JeriLee knew she was talking about Carol Doda, San Francisco’s first topless dancer. Billy hated her because Carol got all the publicity. “Good luck, Billy,” she said. “Go out there and kill them.”

Billy laughed. “I know how,” she said. “If they don’t applaud, I’ll just drop these on their fucking heads.”

Billy disappeared through the curtain and the music stopped. JeriLee knew that the club had gone black while Billy took up her position. A moment later there was a roaring from the crowd as the amber spot went on. Then the music crashed and the applause and the whistles began.

JeriLee smiled to herself as she started back to the dressing room. Tits were what they had come to see. Now they were happy.

There was no one in the dressing room she shared with two other girls. She closed the door behind her and went directly to the small refrigerator. The pitcher of iced tea was half empty. Quickly she opened a tray of ice cubes and emptied it into the pitcher. Then she poured the tea into a tall glass, spiked it heavily with vodka and took a deep swallow.

She felt the cold liquid running down her throat and gave a light, gentle sigh of relief. Vodka and iced tea helped. It gave her a lift while replacing the fluids she sweated out during her turn.

Slowly she took off the short blond wig she wore and shook her own long brown hair down around her shoulders. Gogo dancers didn’t wear their hair long. The customers didn’t like it. Sometimes long hair covered the breasts. She opened a jar of Albolene and began to remove the heavy layer of makeup from her face.

The door opened and the manager came in. She looked at him in the mirror. He took out a handkerchief and mopped his face. “It’s murder out there,” he said. “There isn’t enough space to breathe.”

“Don’t bitch,” she said. “Last week you were complaining you could shoot pigeons in there.”

“I’m not complaining.” He put his hand inside his jacket, took out an envelope and tossed it on the makeup table. “That’s for last week,” he said. “Better count it.”

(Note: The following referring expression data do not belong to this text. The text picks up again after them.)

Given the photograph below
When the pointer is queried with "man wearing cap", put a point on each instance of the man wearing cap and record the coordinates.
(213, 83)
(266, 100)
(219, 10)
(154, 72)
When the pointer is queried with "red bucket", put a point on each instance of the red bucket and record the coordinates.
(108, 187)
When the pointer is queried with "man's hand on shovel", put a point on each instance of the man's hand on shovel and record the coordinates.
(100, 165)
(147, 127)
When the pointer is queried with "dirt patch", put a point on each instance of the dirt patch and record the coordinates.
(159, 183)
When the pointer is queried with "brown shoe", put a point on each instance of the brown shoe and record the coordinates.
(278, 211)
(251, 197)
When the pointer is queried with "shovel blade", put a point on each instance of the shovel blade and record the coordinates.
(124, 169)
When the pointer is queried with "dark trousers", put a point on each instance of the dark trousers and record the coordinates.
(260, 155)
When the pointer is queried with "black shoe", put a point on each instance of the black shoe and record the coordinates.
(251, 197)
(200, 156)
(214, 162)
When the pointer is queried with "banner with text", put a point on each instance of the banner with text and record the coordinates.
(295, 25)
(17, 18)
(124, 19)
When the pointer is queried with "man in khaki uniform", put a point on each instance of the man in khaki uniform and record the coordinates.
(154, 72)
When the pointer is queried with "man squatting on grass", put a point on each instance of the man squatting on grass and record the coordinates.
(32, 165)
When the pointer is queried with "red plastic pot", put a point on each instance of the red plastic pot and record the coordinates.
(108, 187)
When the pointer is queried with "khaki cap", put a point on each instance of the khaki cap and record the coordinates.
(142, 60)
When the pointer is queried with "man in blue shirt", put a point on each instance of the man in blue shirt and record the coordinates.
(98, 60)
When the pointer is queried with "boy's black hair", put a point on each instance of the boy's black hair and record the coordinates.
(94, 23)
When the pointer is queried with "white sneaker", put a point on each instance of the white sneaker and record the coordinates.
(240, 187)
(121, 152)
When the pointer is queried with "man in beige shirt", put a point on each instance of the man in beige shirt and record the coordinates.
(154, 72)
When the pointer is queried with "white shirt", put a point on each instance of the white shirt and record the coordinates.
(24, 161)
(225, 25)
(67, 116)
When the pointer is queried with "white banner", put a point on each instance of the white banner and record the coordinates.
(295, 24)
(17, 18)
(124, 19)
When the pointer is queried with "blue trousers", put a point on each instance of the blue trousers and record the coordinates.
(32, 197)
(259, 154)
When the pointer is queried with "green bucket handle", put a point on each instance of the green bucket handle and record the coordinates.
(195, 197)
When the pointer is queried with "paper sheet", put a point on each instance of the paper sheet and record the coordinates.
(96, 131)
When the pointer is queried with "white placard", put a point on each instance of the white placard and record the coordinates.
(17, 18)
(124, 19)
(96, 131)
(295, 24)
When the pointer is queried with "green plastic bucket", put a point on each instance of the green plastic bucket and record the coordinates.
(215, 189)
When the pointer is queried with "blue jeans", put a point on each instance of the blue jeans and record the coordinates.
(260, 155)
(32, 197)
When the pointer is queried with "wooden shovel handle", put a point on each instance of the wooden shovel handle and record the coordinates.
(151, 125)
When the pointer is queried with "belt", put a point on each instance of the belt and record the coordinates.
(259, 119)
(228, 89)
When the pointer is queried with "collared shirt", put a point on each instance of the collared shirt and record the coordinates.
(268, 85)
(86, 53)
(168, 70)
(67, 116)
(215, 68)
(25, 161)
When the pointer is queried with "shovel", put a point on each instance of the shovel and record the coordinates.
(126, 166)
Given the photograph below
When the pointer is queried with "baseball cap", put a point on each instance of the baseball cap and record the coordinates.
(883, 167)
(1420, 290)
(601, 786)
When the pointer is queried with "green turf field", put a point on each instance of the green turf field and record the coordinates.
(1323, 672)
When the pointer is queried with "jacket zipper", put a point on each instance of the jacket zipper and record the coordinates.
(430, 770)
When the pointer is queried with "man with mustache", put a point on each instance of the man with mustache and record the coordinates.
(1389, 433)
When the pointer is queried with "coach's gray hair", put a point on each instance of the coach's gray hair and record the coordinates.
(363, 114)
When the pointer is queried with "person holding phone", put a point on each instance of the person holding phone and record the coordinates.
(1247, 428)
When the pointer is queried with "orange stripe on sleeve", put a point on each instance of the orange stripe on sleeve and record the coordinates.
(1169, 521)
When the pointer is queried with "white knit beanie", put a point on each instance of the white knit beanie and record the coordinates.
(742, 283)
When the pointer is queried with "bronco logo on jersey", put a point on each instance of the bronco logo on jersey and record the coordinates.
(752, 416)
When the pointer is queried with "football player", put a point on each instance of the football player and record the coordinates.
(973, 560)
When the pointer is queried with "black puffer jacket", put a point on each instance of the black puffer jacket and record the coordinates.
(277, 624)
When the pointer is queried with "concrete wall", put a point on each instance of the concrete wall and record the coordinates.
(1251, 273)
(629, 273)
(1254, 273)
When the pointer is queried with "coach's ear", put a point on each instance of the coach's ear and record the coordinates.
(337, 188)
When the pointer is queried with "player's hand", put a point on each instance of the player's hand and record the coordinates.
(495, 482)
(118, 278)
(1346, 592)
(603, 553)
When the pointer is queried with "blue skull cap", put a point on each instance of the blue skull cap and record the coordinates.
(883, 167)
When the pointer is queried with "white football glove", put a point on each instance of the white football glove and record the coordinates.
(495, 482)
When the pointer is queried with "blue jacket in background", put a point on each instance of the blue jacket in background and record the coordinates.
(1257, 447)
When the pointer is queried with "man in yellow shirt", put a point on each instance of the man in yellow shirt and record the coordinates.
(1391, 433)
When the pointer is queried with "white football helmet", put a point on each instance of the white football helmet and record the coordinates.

She opened the pay envelope. “Two hundred forty dollars,” she said. “It’s all there.” She glanced down at the payroll slip. The gross was three hundred and sixty-five dollars but with deductions, commissions and expenses all that was left was two forty.

“You could have doubled that in cash if you’d have listened to me.”

“It’s not my game, Danny.”

“You’re a strange one, Jane. What is your game anyway?”

“I told you, Danny. I’m a writer.”

“Yeah. I know what you told me,” he said without belief. “Where you goin’ next?”

“I open in Gary on Tuesday.”

“Topless World?”

“Yes.”

“Good spot,” he said. “I know the place. Lots of action down there. The manager’s name is Mel. Give him my best.”

“I’ll do that, Danny,” she said. “Thanks for everything.”

There was a sound of applause from the room as he opened the door.

“Wild Billy really turns them on,” she said.

He smiled. “She puts on a show. Too bad there aren’t more like her. Ten girls like her and I can retire in a year.”

She laughed. “Don’t be greedy, Dan. You’re doin’ all right.”

“Ever think of having yours done up like that?”

“I’m happy the way I am.”

“She pulls a grand a week, for just one turn a night.”

“Good luck to her,” JeriLee said. She took another sip of her iced tea. “I couldn’t walk around with a pair like that. I’d keep falling on my face.”

He laughed. “Goodbye, Jane. Good luck.”

“Bye Danny.”

She turned back to the mirror and finished removing the makeup from her face and throat, then went over to the sink and washed with cold water. After lighting a cigarette she finished her iced tea. She was beginning to feel better. Maybe she could get a little work done when she got back to the motel. Tomorrow was Sunday and she could sleep late. She wasn’t making the connecting flight to Chicago until Monday morning.